Recipe No: 108
I have mentioned in some of the earlier posts (Kerala Mixture, Diamond Cuts)about my mother making a lot of snacks during the vacations to pacify the hungry stomach of her three kids. This is one among them. Traditionally this is made from scratch using Green Gram (Cherupayar). But here I am using Moong Dal to make it a bit easy.
Ingredients
- Split Moong Dal…………………..................1 Cup
- Shaved Jagarry………………….............…..1 Cup
- Water……………………………………………..1/4 Cup
- Unsweetened dry desiccated Coconut...3/4 Cup (Read 'notes' if you plan to use fresh Coconut)
- Cumin Seeds……………………………………1/3 Teaspoon
- Whole Cardamom Pods……………………..5 no
- All Purpose Flour/ Maida………………….1/2 Cup
- Water……………………………………………..1/2 Cup
- Salt…………………………………..………….…Pinch
- Ghee……………………………………………....1/2 Teaspoon
- Oil for deep frying
Method of Preparation
- Wash the Moong Dal and drain it thoroughly. Dry it on a paper towel.
- In a pan on medium heat fry the washed and dried Dal without Oil till they are slightly dark in color and crispy in texture. Make sure you stir it all the way through and don’t let it burn. This step will take at least 12 minutes.
- When it is cooled, using a dry grinder crush it into a course powder. A Coffee grinder will be perfect.
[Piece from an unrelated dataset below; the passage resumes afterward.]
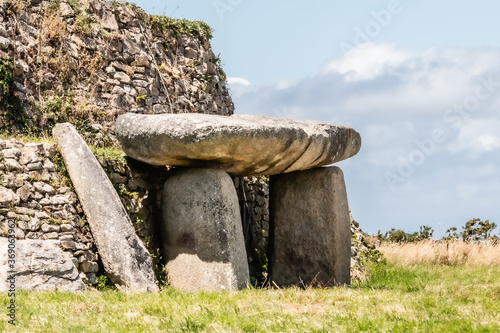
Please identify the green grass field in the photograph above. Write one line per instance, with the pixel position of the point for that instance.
(393, 299)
The powder should be really course. (Don’t let it become fine.) Keep it aside till ready to be used.
- On a dry pan, heat Cumin Seeds and Cardamom till slightly roasted. When cooled powder it and keep it aside.
- Melt Jaggery and Water in a pan until the Jaggery is melted. Pour it through a strainer if there are any unwanted particles. Bring it back to a boil and let it boil until it just starts to attain a one thread stage. Don't wait till it forms a really good one thread stage otherwise the Munthirikothu will be hard.
- Add Dal powder, Coconut, Cumin and Cardamom Powder and mix well.
- Once mixed, dump it into another plate and let it cool slightly so that you can handle it.
- Make small balls out of it, each having the size of a Grape. I used a Melon Baller to get even sized balls. Keep them aside till ready to be used
- Mix Flour, Salt and Ghee really well and make a thin batter out of it using Water. Start with ½ Cup and add more if needed. The batter shouldn’t be very thick or it will make the outer coating very tough.
- Heat at least two inches of Oil in a frying pan on high heat.
- Dip each of the balls in the batter and deep fry till the covering is slightly brown. It has a tendency to clump. So when they are half way through frying separate them with a spoon without breaking the balls.
- Once golden brown, take it out of the Oil and drain the excess Oil on a paper towel.
- Serve this at room temperature. Keep this in an airtight container and can be stored for at least 3 weeks if properly made.
Notes:
- If you are using freshly grated Coconut, then make sure that it is grated finely and dry roast it to get rid of the water. (Put the Coconut in a pan and stir till all the water is evaporated. Don't let it change the color.) Getting rid of the excess moisture is important otherwise it will go rancid very fast.
- Don’t deep fry the Munthirikothu for too long as it will make them hard when cooled. Put it on a high flame and take them out when they are just brown.
- A really well made Munthirikothu will be soft to the bite.
- Using a Melon baller to make the balls make it easy to roll and will give even sized balls.
- Don't over crowd the pan or the balls may crack and the Dal will be all over the Oil.
- Rub a little ghee on the Melon baller and your palms if the mixture is sticking.
- Dip the balls in the batter only just before frying.
- The inside of Munthirikothu usually has a dark brown color, but this is lighter as the Jaggary that I used is lighter in color.